I am to optimize the following function
$$\forall x \in \mathbb R^{n}$$
define $x^2$ as: $$x^2=diag(x)x$$
example
$
\mathbb {diag}(
\begin{pmatrix}x_1\\ x_2\\ x_3\end{pmatrix})
\begin{pmatrix}x_1\\ x_2\\ x_3\end{pmatrix}=
\begin{pmatrix}x_1&0&0\\ 0&x_2&0\\ 0&0&x_3\end{pmatrix}\begin{pmatrix}x_1\\ x_2\\ x_3\end{pmatrix}
=
\begin{pmatrix}{x_1}^2\\ {x_2}^2\\ {x_3}^2\end{pmatrix}$
Then:
$$\min\ \ {f(x)}:=c^\top x+\frac 12 {{(x^2)}^\top A{x^2}}$$
but $A$ is not positive semidefinite, but it is symetric. i.e
$$A=A^\top$$
and
$$
\exists z \in \mathbb R^n$$
where:
$$ z^\top Az\not\in\{\mathbb R^+,0\}$$
Infact I define $A$ as
$$A=\begin{pmatrix}
0&1&0&0&\cdots\\
1&0&0&0&\cdots\\
0&0&0&1&\cdots\\
0&0&1&0&\cdots\\
\vdots&\vdots&\vdots&\vdots&\ddots
\end{pmatrix}$$
So that the non matrix representation of the problem is $$\min\ \ \ c^\top x + \sum_{i=0}^{n-1}{(x_{i}x_{i+1})}^2$$
Subject to:
$$x^\top C=b$$
where $b \in \mathbb R^m$ and $C \in \mathbb R^{m\times n}$
Clearly the program has a global minimum and cannot be called non convex but rather weak/non-strong convex. Can there be a polynomial time algorithm for this kind of problem (probably through gradient descent methods)? Actually what could be the bottleneck of finding such solutions if they are hard to get? In my opinion Interior point methods could tackle this problem in polynomial time but how?
Note The above questions are not different.
I realise the question is NP Hard(But i am still not sure so you may as well answer according to how you view it). since no one could answer, I will answer it myself. Take $a_i \in \{0,1\} \forall i \in \mathbb N$. Define the following equations. $$a_u+a_v=1\\a_u\cdot a_v=0$$ Let $$f(x,y):=a_x\cdot a_y$$Therefore$$f^2(x,y):=a_x^2\cdot a_y^2$$ It's easy to see $$ (\min f)\varinjlim-\infty$$ while $$(\min f^2) \varinjlim 0$$ but $a_v\cdot a_u=a_v^2\cdot a_u^2$.
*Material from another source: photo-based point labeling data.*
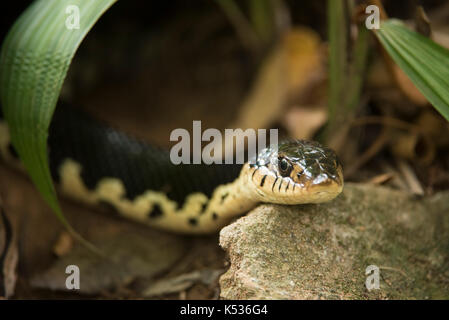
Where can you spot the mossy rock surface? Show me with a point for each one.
(322, 251)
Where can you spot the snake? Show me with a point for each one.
(99, 165)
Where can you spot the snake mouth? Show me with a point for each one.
(273, 188)
(298, 172)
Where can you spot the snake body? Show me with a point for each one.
(99, 165)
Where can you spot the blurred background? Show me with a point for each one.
(149, 67)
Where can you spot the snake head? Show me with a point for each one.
(296, 172)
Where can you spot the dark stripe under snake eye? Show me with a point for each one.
(263, 180)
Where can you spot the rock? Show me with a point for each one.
(322, 251)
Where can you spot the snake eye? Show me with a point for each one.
(284, 167)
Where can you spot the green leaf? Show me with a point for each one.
(425, 62)
(34, 60)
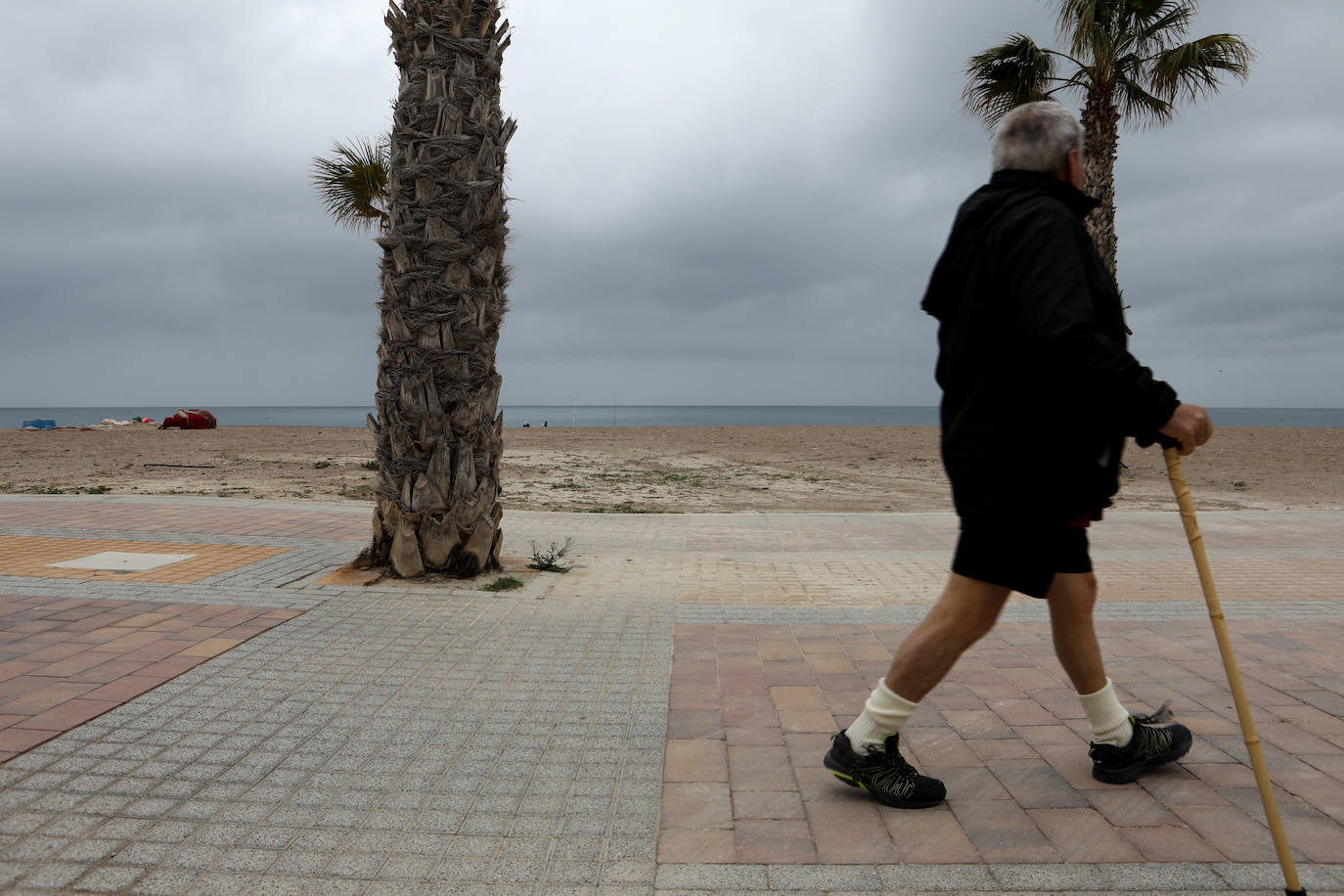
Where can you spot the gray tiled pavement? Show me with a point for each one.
(446, 740)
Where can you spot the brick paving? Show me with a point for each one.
(653, 720)
(64, 662)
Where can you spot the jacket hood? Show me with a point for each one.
(1077, 201)
(981, 214)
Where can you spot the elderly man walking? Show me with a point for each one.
(1039, 394)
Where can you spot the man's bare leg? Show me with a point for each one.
(963, 614)
(1071, 598)
(865, 755)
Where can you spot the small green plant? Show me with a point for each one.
(550, 560)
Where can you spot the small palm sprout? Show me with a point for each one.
(352, 183)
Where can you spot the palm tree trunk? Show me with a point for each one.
(1100, 132)
(438, 432)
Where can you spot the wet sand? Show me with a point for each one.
(650, 469)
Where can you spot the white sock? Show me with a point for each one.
(883, 713)
(1107, 716)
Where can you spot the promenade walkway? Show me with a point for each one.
(191, 704)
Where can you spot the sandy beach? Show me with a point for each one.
(650, 469)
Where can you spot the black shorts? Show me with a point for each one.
(1020, 555)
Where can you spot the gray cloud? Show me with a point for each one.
(715, 203)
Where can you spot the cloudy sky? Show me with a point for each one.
(717, 202)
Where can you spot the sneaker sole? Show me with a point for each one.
(895, 802)
(1131, 773)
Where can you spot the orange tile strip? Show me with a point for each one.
(31, 557)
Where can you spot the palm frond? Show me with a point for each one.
(1193, 68)
(1139, 107)
(352, 183)
(1007, 75)
(1160, 23)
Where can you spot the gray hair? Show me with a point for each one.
(1035, 136)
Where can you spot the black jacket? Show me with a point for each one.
(1039, 389)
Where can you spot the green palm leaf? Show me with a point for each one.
(1193, 68)
(1007, 75)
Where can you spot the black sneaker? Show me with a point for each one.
(883, 773)
(1156, 741)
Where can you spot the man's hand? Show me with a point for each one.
(1189, 426)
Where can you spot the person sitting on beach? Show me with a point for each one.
(1039, 394)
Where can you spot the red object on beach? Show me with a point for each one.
(190, 420)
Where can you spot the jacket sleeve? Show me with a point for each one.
(1053, 304)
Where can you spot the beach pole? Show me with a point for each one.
(1176, 473)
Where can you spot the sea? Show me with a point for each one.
(628, 416)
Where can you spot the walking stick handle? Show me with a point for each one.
(1176, 473)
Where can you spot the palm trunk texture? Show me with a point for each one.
(438, 431)
(1100, 136)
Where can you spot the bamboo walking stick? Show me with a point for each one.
(1176, 473)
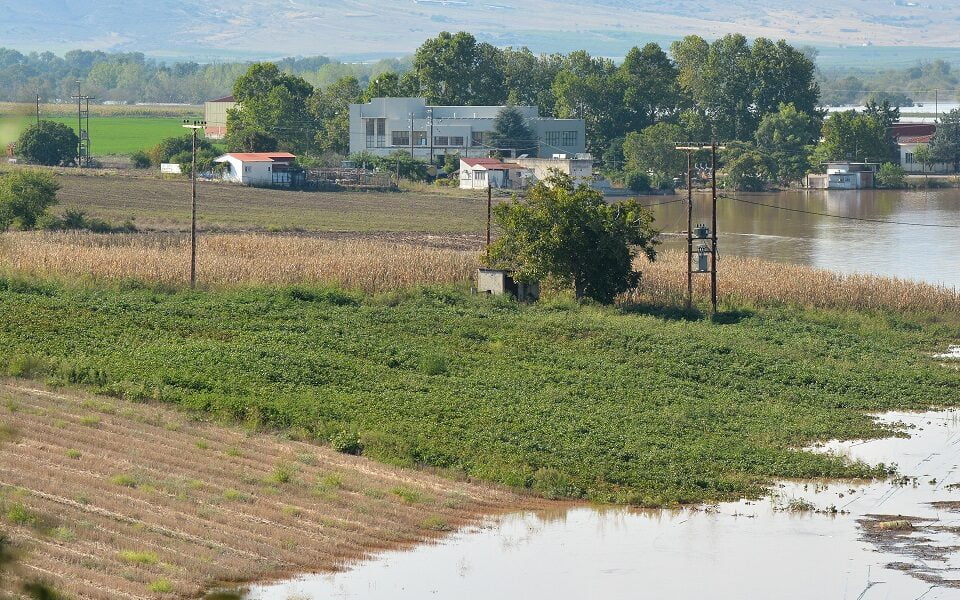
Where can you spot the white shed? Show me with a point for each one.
(255, 168)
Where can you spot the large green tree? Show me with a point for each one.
(573, 237)
(945, 145)
(455, 69)
(272, 103)
(48, 143)
(331, 108)
(851, 136)
(25, 196)
(787, 137)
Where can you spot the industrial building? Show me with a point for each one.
(385, 125)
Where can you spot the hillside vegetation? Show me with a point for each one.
(610, 404)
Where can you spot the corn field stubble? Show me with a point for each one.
(107, 508)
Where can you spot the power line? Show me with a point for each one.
(810, 212)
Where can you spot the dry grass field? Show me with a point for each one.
(164, 205)
(109, 499)
(389, 262)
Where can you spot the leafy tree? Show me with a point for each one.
(331, 108)
(851, 136)
(653, 150)
(455, 69)
(891, 176)
(573, 237)
(510, 132)
(945, 144)
(25, 196)
(273, 103)
(746, 168)
(786, 137)
(48, 143)
(650, 90)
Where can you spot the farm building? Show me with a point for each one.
(257, 168)
(481, 173)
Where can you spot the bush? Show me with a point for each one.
(891, 176)
(637, 181)
(25, 196)
(140, 160)
(48, 143)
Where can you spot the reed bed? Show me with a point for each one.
(377, 265)
(115, 496)
(370, 265)
(765, 282)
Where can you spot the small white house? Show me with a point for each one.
(481, 173)
(256, 168)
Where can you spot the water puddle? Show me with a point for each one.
(814, 539)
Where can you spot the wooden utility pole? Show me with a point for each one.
(193, 126)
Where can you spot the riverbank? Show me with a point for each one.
(106, 498)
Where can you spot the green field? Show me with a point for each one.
(108, 135)
(573, 401)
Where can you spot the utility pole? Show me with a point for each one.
(83, 146)
(193, 126)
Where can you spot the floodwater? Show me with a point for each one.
(731, 551)
(930, 254)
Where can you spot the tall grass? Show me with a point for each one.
(379, 265)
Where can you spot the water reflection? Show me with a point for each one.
(921, 253)
(748, 549)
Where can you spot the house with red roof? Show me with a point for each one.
(481, 173)
(257, 168)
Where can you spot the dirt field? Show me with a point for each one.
(109, 499)
(164, 205)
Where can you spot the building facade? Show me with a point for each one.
(385, 125)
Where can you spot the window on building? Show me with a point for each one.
(376, 133)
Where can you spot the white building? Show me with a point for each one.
(579, 167)
(385, 125)
(481, 173)
(256, 168)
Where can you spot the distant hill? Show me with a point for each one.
(366, 28)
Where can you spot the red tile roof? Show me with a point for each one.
(262, 156)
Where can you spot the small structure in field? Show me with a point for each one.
(844, 175)
(481, 173)
(258, 168)
(498, 282)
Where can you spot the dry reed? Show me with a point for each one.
(376, 265)
(228, 259)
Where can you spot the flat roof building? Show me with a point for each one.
(385, 125)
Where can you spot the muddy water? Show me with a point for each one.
(739, 550)
(922, 253)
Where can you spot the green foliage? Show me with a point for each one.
(48, 143)
(746, 168)
(25, 196)
(851, 136)
(573, 238)
(510, 132)
(653, 150)
(787, 137)
(945, 145)
(623, 405)
(891, 176)
(637, 181)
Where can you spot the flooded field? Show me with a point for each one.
(808, 540)
(845, 245)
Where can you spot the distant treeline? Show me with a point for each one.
(131, 77)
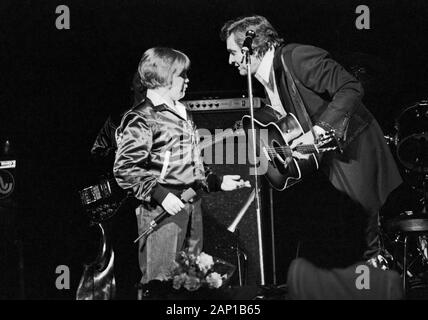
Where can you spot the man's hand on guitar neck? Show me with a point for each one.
(305, 139)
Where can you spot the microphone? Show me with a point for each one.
(186, 196)
(248, 42)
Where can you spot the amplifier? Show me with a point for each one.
(204, 105)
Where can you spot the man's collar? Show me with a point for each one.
(156, 98)
(264, 70)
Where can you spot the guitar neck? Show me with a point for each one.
(306, 149)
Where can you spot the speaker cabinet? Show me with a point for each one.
(222, 208)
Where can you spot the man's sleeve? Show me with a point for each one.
(314, 68)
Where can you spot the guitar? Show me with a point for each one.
(103, 200)
(277, 158)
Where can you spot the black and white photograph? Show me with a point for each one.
(213, 158)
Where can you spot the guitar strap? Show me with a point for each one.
(295, 94)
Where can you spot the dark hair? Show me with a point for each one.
(158, 65)
(266, 36)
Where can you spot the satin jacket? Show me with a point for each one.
(158, 149)
(331, 95)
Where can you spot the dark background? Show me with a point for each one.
(58, 86)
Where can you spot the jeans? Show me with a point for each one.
(157, 252)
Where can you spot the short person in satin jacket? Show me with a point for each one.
(331, 97)
(158, 158)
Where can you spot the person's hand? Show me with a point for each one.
(233, 182)
(304, 139)
(172, 204)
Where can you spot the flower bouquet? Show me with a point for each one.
(197, 271)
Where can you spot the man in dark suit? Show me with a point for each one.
(305, 81)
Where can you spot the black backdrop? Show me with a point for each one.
(58, 86)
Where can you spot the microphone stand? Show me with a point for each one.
(247, 58)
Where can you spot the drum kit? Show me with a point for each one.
(405, 238)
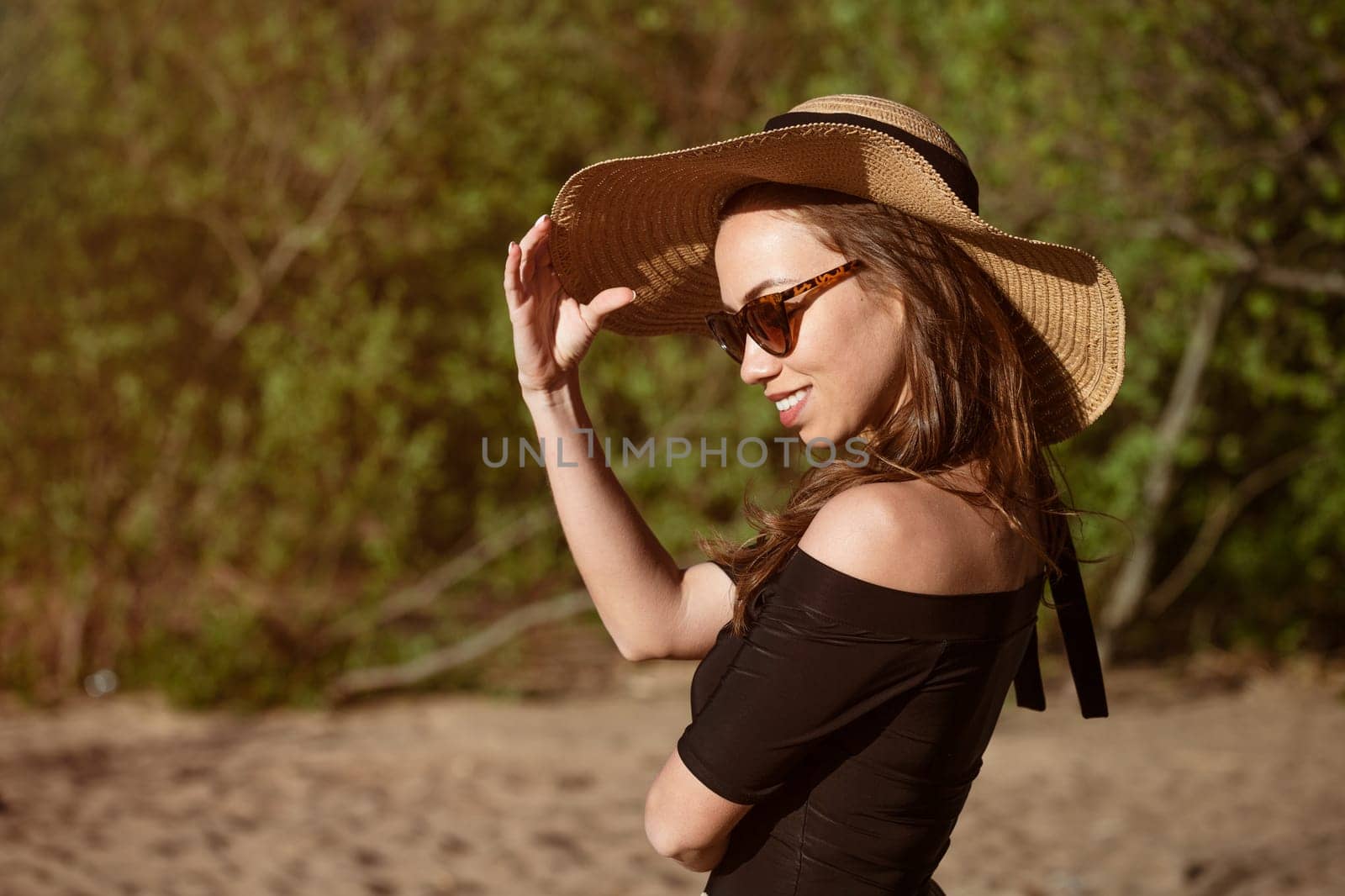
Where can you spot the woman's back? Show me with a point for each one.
(853, 716)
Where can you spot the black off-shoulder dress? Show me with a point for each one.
(854, 717)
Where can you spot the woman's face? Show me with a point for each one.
(847, 353)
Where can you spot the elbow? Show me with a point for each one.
(670, 845)
(662, 831)
(672, 841)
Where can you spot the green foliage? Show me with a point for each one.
(252, 329)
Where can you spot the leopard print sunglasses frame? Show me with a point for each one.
(766, 318)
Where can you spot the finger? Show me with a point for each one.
(544, 257)
(605, 303)
(513, 287)
(529, 245)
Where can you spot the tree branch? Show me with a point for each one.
(1217, 522)
(367, 681)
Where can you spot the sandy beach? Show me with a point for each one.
(1200, 783)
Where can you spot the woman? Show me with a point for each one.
(857, 653)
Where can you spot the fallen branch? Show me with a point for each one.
(381, 678)
(1217, 522)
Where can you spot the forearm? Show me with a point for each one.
(705, 858)
(631, 577)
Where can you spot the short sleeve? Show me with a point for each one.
(797, 677)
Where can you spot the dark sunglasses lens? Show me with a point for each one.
(770, 327)
(730, 336)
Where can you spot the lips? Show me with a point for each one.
(791, 414)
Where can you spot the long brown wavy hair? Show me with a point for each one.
(970, 401)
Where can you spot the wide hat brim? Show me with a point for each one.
(650, 224)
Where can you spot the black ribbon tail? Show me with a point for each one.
(1067, 593)
(1026, 683)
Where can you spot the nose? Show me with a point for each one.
(757, 363)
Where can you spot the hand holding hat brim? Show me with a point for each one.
(551, 331)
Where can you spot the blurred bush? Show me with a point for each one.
(253, 333)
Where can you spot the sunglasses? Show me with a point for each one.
(766, 318)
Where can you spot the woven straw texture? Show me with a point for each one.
(650, 224)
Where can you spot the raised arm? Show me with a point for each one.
(650, 607)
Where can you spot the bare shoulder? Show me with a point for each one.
(916, 537)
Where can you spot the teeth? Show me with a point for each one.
(789, 401)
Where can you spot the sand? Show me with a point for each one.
(1207, 783)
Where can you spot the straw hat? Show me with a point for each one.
(650, 224)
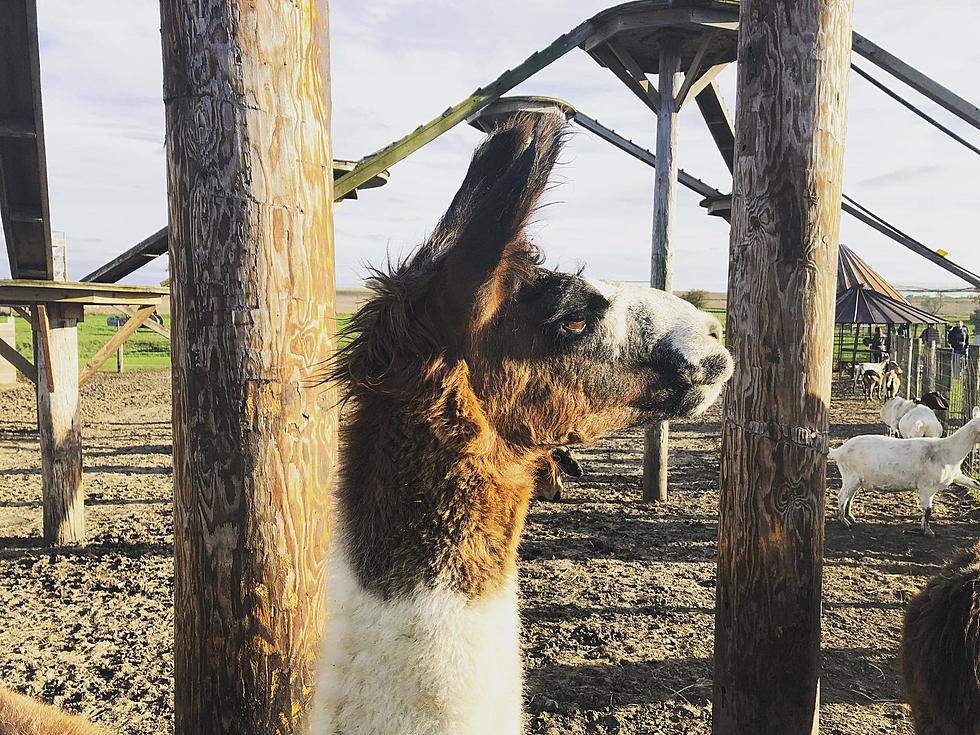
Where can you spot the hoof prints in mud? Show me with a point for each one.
(618, 595)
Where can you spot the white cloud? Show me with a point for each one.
(398, 63)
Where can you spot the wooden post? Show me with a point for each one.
(790, 130)
(59, 423)
(246, 90)
(661, 267)
(911, 381)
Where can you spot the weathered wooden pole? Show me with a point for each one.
(120, 359)
(246, 89)
(59, 423)
(794, 57)
(661, 265)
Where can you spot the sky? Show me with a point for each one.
(396, 64)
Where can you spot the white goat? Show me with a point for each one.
(926, 465)
(920, 421)
(895, 408)
(861, 368)
(892, 412)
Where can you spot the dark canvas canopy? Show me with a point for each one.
(852, 271)
(862, 305)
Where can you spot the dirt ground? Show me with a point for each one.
(618, 594)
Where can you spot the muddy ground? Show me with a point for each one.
(618, 594)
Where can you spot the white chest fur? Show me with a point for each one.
(432, 663)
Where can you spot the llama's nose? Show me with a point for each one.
(714, 369)
(714, 328)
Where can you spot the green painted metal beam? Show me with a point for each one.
(387, 157)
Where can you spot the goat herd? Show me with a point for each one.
(469, 370)
(941, 632)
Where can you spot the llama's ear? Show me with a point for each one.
(486, 250)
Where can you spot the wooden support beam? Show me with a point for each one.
(719, 122)
(918, 81)
(42, 343)
(641, 154)
(698, 85)
(16, 130)
(694, 70)
(781, 296)
(131, 260)
(624, 66)
(25, 291)
(661, 258)
(23, 365)
(24, 212)
(375, 164)
(253, 288)
(149, 323)
(59, 426)
(117, 340)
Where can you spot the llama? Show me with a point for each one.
(548, 484)
(941, 649)
(469, 365)
(20, 715)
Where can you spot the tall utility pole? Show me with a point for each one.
(246, 88)
(793, 67)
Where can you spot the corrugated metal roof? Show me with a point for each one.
(862, 305)
(852, 271)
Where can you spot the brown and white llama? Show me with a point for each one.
(941, 649)
(548, 484)
(469, 365)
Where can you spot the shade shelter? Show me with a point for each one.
(862, 306)
(853, 271)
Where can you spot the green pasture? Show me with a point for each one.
(145, 350)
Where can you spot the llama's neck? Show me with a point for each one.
(427, 499)
(422, 633)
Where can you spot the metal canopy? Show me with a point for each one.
(496, 112)
(23, 171)
(640, 28)
(342, 167)
(853, 271)
(862, 305)
(504, 108)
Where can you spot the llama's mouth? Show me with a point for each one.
(682, 401)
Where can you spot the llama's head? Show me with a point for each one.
(533, 357)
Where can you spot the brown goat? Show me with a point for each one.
(941, 649)
(934, 400)
(548, 484)
(20, 715)
(467, 368)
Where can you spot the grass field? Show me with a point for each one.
(147, 350)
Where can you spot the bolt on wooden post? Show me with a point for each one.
(661, 258)
(246, 90)
(790, 128)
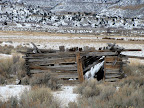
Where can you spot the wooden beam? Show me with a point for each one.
(79, 68)
(53, 60)
(58, 54)
(36, 48)
(34, 71)
(138, 57)
(63, 67)
(100, 54)
(92, 65)
(132, 50)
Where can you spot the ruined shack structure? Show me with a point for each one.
(74, 16)
(77, 64)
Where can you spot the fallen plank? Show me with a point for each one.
(53, 71)
(138, 57)
(100, 54)
(112, 80)
(112, 76)
(112, 58)
(58, 54)
(92, 65)
(112, 67)
(67, 76)
(47, 61)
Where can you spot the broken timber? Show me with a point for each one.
(73, 64)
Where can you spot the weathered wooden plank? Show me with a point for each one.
(53, 71)
(115, 63)
(138, 57)
(100, 53)
(92, 65)
(112, 76)
(112, 80)
(112, 58)
(36, 48)
(132, 50)
(61, 67)
(58, 54)
(112, 71)
(112, 67)
(70, 82)
(79, 68)
(67, 76)
(53, 60)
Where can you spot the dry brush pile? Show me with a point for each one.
(127, 93)
(35, 98)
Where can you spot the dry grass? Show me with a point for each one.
(10, 49)
(135, 68)
(88, 89)
(46, 79)
(131, 7)
(36, 98)
(12, 68)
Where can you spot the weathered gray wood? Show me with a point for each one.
(36, 48)
(53, 71)
(53, 60)
(112, 80)
(112, 76)
(61, 67)
(112, 71)
(67, 76)
(138, 57)
(100, 54)
(79, 68)
(92, 65)
(58, 54)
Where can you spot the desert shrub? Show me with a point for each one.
(134, 69)
(46, 79)
(8, 49)
(39, 98)
(25, 80)
(6, 67)
(12, 66)
(129, 94)
(88, 89)
(72, 105)
(11, 103)
(133, 81)
(35, 98)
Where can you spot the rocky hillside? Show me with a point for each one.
(106, 14)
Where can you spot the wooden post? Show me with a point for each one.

$f^2$ has a defined trough while $f$ doesn't. so we replace the second constraint($f$) with $f^2$. So what we've essentially done is defined an objective function that minimizes towards binary field. Since minimization on binary fields is NP Hard therefore the above minimization cannot be done efficiently in polynomial time unless $P=NP$. Which implies $$\min \sum_{i=0}(a_ia_{i+1})^2\\ \sum_{i=0}f^2(i,i+1)$$ according to the expansion Is NP hard.